Reihan Salam points today to an interesting paper written a couple of years ago. The question at hand is: how do we get more low-income students to go to college? Part of the answer is to get more low-income students to apply to college. And the first step to accomplishing that is for them to take either the SAT or ACT college entrance exams.
About a decade ago several states changed the way these exams worked. Instead of requiring students to pay up-front for them and then show up on a weekend to take the test, they prepaid for every student to take the test and then administered it during school hours. In Michigan, this resulted in nearly every high-school student taking the ACT. So how many kids who otherwise wouldn’t have taken the ACT ended up scoring as college-ready? Joshua Hyman applied a bit of arithmetic to the before-and-after results and came up with this:
Hyman uses a score of 20 as the cutoff for college-ready. The area under the blue line is the number of test-takers who scored 20 or higher. The area under the green line is the number of students who otherwise wouldn’t have bothered with the test but ended up scoring 20 or higher when they did. The green area is almost half the size of the blue area. These are all students who qualified for college but never would have known it.
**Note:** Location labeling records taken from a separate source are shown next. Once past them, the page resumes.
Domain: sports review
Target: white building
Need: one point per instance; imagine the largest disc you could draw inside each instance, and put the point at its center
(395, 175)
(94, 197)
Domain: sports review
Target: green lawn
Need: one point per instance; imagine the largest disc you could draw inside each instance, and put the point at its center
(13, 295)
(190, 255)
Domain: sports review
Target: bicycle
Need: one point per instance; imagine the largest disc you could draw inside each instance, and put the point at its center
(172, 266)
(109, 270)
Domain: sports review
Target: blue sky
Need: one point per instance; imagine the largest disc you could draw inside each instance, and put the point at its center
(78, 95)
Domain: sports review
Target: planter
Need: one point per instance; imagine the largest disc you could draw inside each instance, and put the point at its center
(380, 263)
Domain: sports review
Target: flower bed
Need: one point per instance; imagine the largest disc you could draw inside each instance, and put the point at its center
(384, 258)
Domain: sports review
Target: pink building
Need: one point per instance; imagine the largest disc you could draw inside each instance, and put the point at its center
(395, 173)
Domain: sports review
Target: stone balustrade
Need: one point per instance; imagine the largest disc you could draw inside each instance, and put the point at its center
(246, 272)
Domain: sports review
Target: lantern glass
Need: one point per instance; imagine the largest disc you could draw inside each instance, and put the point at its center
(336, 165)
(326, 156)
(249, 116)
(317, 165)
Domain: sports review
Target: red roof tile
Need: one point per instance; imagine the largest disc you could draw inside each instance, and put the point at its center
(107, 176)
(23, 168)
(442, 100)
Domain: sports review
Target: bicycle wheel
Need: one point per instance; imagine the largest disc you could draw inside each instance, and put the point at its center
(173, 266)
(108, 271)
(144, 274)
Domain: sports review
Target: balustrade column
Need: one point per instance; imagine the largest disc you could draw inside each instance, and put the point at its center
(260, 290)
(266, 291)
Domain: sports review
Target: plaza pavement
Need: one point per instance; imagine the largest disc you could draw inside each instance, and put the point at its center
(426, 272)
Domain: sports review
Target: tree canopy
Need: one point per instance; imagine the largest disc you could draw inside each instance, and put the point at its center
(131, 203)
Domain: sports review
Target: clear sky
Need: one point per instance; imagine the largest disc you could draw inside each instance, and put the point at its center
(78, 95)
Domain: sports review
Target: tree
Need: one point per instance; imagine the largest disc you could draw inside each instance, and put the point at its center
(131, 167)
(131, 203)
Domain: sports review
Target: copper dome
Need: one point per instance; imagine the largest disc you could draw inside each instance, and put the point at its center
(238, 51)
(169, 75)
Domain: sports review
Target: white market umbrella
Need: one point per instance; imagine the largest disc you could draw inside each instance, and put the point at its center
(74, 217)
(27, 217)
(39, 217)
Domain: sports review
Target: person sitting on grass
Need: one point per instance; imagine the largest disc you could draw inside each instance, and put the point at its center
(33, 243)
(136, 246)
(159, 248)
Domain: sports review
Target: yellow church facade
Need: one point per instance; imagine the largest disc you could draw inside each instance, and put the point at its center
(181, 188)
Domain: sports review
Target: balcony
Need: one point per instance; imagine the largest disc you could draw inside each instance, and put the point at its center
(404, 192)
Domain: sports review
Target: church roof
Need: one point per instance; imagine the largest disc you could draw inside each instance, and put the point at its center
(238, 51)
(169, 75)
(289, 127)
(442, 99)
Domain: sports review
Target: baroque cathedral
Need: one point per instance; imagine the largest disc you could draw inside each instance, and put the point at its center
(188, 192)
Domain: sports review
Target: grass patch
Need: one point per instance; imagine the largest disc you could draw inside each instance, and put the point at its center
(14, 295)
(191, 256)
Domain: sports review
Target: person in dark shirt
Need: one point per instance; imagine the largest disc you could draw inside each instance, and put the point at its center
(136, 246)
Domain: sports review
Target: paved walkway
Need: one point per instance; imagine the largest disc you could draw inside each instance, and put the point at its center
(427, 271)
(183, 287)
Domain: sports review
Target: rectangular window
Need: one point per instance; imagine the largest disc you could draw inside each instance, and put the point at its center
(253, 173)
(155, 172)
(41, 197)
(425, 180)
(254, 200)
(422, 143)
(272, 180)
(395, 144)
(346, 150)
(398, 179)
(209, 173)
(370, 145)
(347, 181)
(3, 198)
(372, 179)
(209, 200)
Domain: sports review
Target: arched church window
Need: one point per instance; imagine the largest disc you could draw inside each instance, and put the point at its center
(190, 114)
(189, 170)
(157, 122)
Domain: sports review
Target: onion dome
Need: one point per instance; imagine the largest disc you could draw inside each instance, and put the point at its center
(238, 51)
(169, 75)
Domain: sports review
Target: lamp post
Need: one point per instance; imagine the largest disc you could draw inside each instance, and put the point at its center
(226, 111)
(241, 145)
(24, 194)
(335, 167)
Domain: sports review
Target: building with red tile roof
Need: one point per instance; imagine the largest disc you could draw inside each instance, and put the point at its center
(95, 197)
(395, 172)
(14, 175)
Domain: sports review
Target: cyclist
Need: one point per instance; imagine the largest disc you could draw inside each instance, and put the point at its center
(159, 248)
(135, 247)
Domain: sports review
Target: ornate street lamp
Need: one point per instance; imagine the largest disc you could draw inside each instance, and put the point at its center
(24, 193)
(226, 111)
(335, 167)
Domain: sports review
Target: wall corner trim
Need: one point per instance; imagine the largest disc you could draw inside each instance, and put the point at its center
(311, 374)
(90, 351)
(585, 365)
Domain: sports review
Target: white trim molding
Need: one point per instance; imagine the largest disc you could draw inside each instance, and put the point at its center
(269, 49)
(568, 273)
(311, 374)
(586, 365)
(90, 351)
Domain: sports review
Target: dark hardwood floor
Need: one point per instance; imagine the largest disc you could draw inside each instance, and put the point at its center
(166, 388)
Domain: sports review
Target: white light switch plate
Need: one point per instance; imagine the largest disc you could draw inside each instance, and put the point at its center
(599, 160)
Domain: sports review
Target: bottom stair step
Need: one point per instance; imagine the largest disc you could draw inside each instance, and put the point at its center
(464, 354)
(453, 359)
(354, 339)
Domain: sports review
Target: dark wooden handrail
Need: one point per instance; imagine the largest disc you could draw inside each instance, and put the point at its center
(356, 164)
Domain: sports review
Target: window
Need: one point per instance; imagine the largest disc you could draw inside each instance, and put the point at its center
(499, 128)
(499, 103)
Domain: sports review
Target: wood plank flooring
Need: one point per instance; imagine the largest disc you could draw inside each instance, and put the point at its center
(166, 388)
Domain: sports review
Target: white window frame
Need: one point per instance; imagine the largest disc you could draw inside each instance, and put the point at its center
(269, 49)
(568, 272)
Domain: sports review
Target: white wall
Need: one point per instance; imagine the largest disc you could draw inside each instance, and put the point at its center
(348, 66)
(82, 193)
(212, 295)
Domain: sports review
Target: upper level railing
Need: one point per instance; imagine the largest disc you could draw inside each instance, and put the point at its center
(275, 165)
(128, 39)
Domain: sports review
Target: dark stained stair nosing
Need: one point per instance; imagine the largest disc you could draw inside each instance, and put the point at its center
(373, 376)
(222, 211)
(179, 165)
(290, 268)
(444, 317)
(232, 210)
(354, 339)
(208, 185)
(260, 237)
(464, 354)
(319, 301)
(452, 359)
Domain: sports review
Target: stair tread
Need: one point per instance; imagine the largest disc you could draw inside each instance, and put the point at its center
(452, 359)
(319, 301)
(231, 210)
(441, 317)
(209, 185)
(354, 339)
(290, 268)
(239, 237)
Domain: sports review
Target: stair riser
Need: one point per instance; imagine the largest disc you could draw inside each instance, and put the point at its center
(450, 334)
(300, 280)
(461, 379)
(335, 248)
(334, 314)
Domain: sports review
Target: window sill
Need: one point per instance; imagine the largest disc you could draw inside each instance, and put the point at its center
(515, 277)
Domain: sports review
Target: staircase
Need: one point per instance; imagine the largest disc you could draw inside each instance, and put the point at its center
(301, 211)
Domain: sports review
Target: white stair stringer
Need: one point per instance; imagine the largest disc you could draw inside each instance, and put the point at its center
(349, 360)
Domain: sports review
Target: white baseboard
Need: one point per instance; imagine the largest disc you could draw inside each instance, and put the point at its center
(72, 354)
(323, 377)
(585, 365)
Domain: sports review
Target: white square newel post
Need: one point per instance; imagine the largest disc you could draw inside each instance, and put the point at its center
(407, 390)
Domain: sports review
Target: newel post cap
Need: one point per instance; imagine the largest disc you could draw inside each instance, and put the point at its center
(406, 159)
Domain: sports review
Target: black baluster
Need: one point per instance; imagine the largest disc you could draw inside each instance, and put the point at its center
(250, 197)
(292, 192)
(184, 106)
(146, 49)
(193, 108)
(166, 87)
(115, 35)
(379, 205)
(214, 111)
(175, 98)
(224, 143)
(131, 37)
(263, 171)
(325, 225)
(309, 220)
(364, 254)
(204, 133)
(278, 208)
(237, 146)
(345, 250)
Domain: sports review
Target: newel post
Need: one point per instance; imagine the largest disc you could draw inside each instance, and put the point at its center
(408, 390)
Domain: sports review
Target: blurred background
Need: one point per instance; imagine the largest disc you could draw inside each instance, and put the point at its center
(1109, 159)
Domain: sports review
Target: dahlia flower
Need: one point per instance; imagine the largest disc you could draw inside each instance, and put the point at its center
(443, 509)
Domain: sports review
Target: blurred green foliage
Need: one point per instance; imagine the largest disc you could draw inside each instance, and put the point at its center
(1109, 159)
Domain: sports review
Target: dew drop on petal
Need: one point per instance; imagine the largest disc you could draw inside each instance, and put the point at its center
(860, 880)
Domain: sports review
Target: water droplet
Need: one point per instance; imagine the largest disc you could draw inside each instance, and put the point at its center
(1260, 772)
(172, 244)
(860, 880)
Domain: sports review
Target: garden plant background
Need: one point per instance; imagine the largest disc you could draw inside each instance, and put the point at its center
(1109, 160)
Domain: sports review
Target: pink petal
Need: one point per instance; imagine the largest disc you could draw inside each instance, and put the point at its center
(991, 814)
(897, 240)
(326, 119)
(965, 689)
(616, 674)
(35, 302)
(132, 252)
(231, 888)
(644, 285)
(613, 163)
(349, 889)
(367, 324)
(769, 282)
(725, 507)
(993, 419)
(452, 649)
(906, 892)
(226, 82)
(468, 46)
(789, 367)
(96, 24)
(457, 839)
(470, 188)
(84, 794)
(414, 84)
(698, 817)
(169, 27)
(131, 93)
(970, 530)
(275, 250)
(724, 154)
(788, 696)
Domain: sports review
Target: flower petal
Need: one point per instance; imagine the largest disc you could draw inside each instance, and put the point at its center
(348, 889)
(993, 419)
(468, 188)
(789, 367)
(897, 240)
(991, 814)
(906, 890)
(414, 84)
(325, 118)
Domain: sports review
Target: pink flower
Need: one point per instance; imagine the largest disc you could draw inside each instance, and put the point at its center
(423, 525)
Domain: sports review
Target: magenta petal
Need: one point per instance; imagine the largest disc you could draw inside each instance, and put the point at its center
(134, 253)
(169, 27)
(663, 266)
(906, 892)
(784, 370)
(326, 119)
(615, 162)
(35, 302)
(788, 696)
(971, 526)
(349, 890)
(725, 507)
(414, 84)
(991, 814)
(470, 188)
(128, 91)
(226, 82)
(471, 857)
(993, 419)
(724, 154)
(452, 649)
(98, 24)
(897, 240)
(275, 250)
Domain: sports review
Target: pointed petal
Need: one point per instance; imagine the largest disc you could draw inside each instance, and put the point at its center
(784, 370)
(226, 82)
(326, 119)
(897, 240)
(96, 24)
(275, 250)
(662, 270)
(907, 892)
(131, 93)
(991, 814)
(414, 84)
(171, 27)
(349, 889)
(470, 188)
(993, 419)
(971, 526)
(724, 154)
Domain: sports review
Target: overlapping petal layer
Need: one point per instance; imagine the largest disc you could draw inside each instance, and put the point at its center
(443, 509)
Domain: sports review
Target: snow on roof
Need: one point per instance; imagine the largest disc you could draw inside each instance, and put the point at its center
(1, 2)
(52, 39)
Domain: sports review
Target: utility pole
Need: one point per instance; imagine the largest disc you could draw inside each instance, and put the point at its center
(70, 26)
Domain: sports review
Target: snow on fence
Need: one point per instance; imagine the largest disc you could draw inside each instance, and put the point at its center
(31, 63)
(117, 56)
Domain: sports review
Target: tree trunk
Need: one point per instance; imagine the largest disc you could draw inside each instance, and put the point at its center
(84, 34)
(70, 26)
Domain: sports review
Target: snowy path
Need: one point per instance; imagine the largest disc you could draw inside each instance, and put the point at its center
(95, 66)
This means that among low-income students, the supply of college-ready grads increased nearly 50 percent simply by having everyone take the college entrance exam. The bottom line, it turns out, is that there are plenty of good students among the poor who never take the ACT because (a) college just hasn’t occurred to either them or their high-school counselor or (b) even the small cost of taking the exam is a barrier to trying.
ACT (or SAT) for all seems like a pretty efficient, low-cost way of ensuring that, at the very least, everyone who is college-ready is identified as college-ready. It’s a good start to getting more low-income students into college.